Sharada Balaji1, Marek Obajtek1, Irene M. Vavasour1, Adam Dvorak1, Guillaume Gilbert2, Roger Tam1, Cornelia Laule1,3, David K.B. Li1, Anthony Traboulsee1, Alex L. MacKay1, and Shannon H. Kolind1
1University of British Columbia, Vancouver, BC, Canada, 2MR Clinical Science, Philips Healthcare Canada, Missisauga, ON, Canada, 3International Collaboration on Repair Discoveries, Vancouver, BC, Canada
Synopsis
Keywords: Microstructure, Microstructure
Motivation: Traditional image segmentation uses conventional MRI to classify tissue types based on image intensity. However, segmenting using microstructural data may provide more specific classification of tissue.
Goal(s): Cluster and segment brain tissue using quantitative MRI measures, to classify tissue based only on microstructural features without spatial input.
Approach: Measures denoting myelin content, anisotropy and tissue heterogeneity were clustered and used to label test datasets based on microstructural features alone, using an unsupervised approach.
Results: Segmentations were more informative than traditional segmentation, and consistent between healthy subjects. Differences between clusters reflect microstructural feature differences which would otherwise be invisible with conventional imaging.

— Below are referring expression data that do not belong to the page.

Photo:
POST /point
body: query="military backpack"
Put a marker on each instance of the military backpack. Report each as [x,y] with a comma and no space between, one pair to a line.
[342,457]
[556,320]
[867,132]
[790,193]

Impact: The CAQE framework can be used for segmentation of tissue based on quantitative measures alone, providing better delineation of regions based on microstructural features. This allows for future comparisons between healthy and damaged tissue, to visualise and interpret pathological changes.
Introduction
Whole-brain image segmentation is typically performed on conventional MRI images and results in separation of white and grey matter (WM, GM) and cerebrospinal fluid (CSF) based on image intensity. However, regions within WM or GM with specific microstructural features cannot easily be distinguished with this approach. Quantitative MRI measures allow for characterization of tissue microstructure. Myelin water imaging (MWI) provides the myelin water fraction (MWF)1, a measure of myelin content, while tensor-valued diffusion encoding (TVDE) provides µFA and CMD to denote local anisotropy and tissue heterogeneity respectively2. Here we present the Clustering for Anatomical Quantification and Evaluation (CAQE) framework for segmenting brain tissue using a combination of MWF, µFA and CMD without spatial input, resulting in segmentations that are driven only by microstructural features.Methods
Acquisition
25 healthy volunteers (mean=46y, 11M/14F) at 3T:
- T1w: 3D TFE (1x1x1mm3, ~3.5 minutes)
- MWI: CALIPR3 (56 echoes, acquired at 1.7x1.7x1.7mm3, ~7.5 minutes)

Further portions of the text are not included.